第六十九章 寂灭(2 / 2)

那股灼烧般的反噬竟莫名减轻,背后的丝线虽仍在断裂。

却仿佛有股看不见的力量在远处为他託了一把,让奔涌的气血稍稍平稳。

“嗯?”

白守疆微怔,攻势却未停。

他没空细想这异样,只当是姜明安的阵图仍在生效。

但他不知道,秦岭寒潭底,那枚龙珠內的光茧正剧烈波动。

少年苍白的脸上渗出细密的冷汗,却死死咬著牙。

將那股突如其来的反噬硬生生扛了下来。

內景中,白守疆已完全压制住青年。

白虎煞如银白潮水般將对方淹没,青年的黑气躯体在煞光中滋滋消融。

六臂的仿製招式越来越乱,显然已是强弩之末。

“不可能————你的势怎么会这么强,你为何不受反噬?”

孽嘶吼著,眼中满是难以置信。

白守疆没有回答,只是將最后一丝势聚於拳锋。

背后的金黄丝线断裂大半,可他看著青年那张扭曲的脸。

忽然想起孙慧英消散的金光,想起姜明安淡去的虚影。

“死!”

他低喝一声,拳锋穿透黑气,正中青年心口。

“噗——”

青年三颗头颅同时喷出黑气,六臂软软垂下,躯体如漏气的皮囊般迅速乾瘪。

虫潮失去操控,瞬间萎靡成一地黑灰。

白守疆拄著膝盖喘息,背后的金黄丝线彻底沉寂下去,一股剧痛如潮水般將他淹没。

他晃了晃,险些栽倒,却在最后关头稳住身形,抬头望向星幕。

那里,孙慧英消散的地方,正有细碎的金光缓缓飘落,像在无声地注视著他。

戚海侯杀散最后一片虫潮,走过来拍了拍他的肩膀,赤金气血里带著劫后余生的疲惫:“成了。

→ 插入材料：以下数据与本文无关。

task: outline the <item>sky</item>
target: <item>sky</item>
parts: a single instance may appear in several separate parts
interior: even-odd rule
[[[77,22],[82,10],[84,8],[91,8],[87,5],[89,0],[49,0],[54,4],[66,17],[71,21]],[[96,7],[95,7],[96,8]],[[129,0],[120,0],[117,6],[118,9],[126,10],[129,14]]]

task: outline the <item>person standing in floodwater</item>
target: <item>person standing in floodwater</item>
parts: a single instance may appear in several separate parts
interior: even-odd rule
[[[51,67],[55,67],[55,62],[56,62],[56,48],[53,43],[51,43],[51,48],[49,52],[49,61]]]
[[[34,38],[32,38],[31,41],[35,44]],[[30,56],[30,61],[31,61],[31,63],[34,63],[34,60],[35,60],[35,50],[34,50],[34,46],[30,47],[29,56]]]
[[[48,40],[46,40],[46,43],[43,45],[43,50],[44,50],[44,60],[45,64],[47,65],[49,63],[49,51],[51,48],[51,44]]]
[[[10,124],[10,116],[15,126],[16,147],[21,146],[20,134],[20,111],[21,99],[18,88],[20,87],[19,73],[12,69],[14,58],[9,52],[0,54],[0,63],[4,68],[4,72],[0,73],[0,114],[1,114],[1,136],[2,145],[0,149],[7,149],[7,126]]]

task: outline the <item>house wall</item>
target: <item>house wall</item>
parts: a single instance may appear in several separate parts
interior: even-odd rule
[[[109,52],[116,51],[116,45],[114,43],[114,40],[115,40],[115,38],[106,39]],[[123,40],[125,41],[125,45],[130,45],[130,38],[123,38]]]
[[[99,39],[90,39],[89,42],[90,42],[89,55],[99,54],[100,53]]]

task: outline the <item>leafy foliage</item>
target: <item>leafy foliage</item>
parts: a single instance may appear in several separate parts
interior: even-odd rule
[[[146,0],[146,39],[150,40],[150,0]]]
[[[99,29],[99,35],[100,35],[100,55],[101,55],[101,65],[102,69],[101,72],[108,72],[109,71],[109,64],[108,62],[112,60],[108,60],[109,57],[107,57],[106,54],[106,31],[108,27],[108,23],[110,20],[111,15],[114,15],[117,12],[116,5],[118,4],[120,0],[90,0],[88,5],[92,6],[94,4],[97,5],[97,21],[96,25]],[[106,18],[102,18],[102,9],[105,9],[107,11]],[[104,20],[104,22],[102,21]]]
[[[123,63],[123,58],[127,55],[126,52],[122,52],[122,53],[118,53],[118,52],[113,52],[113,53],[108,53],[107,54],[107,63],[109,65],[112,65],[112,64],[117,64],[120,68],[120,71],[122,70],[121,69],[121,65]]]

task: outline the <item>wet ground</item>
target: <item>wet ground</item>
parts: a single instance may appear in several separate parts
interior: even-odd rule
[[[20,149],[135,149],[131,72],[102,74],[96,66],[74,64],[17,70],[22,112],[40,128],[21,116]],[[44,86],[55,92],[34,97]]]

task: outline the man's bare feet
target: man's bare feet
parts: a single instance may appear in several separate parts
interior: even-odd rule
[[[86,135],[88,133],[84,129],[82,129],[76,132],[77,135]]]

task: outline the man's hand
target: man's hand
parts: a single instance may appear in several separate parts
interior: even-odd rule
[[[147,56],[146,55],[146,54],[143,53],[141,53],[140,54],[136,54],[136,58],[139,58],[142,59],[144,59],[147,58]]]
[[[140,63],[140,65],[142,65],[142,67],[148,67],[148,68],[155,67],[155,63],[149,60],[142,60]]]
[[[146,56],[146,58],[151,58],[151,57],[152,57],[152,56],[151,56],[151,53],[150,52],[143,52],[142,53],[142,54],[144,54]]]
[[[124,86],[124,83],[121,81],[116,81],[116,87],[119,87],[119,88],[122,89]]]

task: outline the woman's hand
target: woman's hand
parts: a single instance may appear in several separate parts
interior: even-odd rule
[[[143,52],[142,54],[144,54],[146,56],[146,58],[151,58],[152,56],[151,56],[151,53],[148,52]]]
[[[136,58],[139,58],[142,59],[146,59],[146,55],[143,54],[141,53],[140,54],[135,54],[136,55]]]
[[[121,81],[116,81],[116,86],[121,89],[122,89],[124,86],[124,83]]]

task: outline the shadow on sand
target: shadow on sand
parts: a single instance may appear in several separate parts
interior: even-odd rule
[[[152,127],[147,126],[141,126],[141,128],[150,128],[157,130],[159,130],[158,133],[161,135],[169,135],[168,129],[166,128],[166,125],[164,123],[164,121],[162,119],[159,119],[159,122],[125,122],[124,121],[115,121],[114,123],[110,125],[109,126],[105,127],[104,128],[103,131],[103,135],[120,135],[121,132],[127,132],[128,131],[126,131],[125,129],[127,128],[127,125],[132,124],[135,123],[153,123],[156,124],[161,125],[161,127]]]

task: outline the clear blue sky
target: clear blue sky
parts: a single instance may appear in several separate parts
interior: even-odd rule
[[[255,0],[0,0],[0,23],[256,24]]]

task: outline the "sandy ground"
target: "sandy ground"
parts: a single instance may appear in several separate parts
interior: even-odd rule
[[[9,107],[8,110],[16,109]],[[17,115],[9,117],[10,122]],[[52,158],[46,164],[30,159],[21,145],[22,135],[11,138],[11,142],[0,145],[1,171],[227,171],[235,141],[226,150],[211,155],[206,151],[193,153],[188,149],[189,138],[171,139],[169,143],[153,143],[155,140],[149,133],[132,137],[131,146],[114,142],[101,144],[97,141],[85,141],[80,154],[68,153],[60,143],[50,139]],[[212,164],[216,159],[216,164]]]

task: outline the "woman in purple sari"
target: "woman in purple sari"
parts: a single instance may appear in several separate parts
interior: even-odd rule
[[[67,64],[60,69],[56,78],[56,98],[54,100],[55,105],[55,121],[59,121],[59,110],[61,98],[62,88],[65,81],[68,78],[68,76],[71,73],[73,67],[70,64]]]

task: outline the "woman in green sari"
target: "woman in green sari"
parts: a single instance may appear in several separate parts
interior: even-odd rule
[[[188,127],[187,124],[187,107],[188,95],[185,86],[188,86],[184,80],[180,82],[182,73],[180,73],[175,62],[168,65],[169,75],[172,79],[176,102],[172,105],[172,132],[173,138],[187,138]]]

”

白守疆点了点头,咳出一口黑血,却笑了。

他不明白那股莫名的助力来自何处。

只知道,他们成功了。

那边孽的躯体彻底乾瘪,一缕极细的黑线从他心口悄然钻出。

如游蛇般贴著戈壁地面滑行。

这黑线正是孽的本源煞,虽只剩髮丝粗细,却藏著不灭的执念。

它本身便不是活物,那是天地所催生之物。

如今那具躯体没了,它自然要再寻个载体苟活。

它游弋著,目光锁定白守疆背后那些尚未完全沉寂的金黄丝线。

这些势与运本就虚无縹緲,恰是他寄生的绝佳温床。

只需悄悄钻进去,汲取养分,待日后白守疆势弱,便可捲土重来。

黑线猛地提速,如利箭般扎向最粗的一缕金线。

穿透的瞬间,它只觉眼前景象骤变,原本该是温热粘稠的势之洪流。

竟化作一条冰冷的通道,四周是混沌的光晕,耳边传来若有若无的诵经声。

“不对劲————”

孽在颤抖,这感觉与它预想的全然不同。

它想退,却被一股无形的力量往前拽,速度越来越快。

直到“噗”地一声撞进一片温暖的光晕里。

眼前豁然开朗。

它竟站在一片混沌的虚空里。

不远处,一个少年正盘膝而坐,周身裹著光茧,脸色苍白如纸,正是白胜。

少年身旁,还站著个穿月白长衫的身影。

额间玉印流转,琉璃色的瞳孔淡淡扫来一那赫然是渊。